I expect he’ll get a noticeable bump when Biggio appears on the ballot, if he isn’t in already.

Parthol:

Well, that’s what the Veterans’ Committee is for. (see “Mazeroski, Bill”)

As a Reds fan, I’ll kindly ask that you never mention that name again.

:slight_smile:

Also, Larkin got jobbed.

Interesting point. There was certainly a backlash against writers who supposedly didn’t vote for him because they were suspicious he used steroids, but I don’t know how many people came out and said they were not voting for him for that reason. This guy says he didn’t vote for Bagwell (although he doesn’t mention him by name) for this reason: “it’s just strong suspicion, or word of mouth. It’s nothing I can prove, and nothing I’d feel professionally comfortable writing in a story.”

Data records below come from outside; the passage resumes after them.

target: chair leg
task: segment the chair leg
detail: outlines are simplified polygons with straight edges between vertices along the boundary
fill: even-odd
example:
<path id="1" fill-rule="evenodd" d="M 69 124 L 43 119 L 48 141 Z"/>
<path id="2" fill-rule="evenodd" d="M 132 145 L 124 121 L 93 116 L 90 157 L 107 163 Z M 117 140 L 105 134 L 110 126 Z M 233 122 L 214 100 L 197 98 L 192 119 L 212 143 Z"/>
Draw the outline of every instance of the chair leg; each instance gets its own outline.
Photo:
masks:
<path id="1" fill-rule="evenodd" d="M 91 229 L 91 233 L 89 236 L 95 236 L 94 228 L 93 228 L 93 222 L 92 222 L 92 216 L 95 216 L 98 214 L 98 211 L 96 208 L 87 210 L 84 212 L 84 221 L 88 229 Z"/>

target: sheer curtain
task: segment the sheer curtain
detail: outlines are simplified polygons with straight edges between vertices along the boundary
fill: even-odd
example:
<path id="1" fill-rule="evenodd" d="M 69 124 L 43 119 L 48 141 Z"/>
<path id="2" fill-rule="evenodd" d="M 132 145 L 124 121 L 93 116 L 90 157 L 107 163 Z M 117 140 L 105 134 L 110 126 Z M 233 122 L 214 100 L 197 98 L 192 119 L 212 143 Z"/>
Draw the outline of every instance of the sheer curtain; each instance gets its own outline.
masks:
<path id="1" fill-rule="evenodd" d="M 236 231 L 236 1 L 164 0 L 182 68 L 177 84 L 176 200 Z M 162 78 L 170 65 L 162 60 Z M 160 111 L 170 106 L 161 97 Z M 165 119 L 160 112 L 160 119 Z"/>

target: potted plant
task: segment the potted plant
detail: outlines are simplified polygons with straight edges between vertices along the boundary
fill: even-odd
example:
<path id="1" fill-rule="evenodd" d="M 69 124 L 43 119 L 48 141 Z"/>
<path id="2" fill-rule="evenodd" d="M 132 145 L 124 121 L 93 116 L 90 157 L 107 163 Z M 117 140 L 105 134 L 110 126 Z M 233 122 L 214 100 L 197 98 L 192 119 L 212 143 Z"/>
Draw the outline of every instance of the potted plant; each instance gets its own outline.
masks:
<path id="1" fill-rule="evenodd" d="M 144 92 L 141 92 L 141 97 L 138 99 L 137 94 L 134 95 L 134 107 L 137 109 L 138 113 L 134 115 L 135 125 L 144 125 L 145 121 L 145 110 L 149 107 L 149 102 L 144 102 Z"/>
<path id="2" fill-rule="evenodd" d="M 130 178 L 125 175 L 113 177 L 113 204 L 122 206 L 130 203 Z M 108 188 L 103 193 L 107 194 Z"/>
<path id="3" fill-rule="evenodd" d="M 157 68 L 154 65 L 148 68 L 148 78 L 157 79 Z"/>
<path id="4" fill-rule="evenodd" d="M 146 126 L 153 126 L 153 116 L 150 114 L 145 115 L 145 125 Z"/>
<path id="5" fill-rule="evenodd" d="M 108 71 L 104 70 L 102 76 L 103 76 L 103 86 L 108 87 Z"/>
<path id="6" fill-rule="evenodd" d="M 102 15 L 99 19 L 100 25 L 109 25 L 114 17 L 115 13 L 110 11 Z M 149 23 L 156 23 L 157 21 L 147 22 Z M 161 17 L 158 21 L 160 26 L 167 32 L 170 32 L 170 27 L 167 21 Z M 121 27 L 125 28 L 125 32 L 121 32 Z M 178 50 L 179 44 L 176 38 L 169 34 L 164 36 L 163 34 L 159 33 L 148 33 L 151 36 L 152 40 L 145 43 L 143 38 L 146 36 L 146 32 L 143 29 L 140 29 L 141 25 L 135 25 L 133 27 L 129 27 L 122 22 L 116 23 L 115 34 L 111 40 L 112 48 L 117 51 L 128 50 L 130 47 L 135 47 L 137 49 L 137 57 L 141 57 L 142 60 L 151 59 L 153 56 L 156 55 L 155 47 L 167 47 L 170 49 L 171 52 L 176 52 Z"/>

I think Biggio will be eligible in 2013.

Just to be clear, I meant that I think Bagwell will get a noticeable bump when Biggio appears on the ballot, if (Bagwell) isn’t (by the time Biggio reaches the ballot, that is, 2013) in already by that time.

Well, the “if he isn’t in already” part would mean he gets elected next year. I don’t think there’s any way he wins over an additional third of the voters in 2012. Is it time to start a Class of 2012 thread?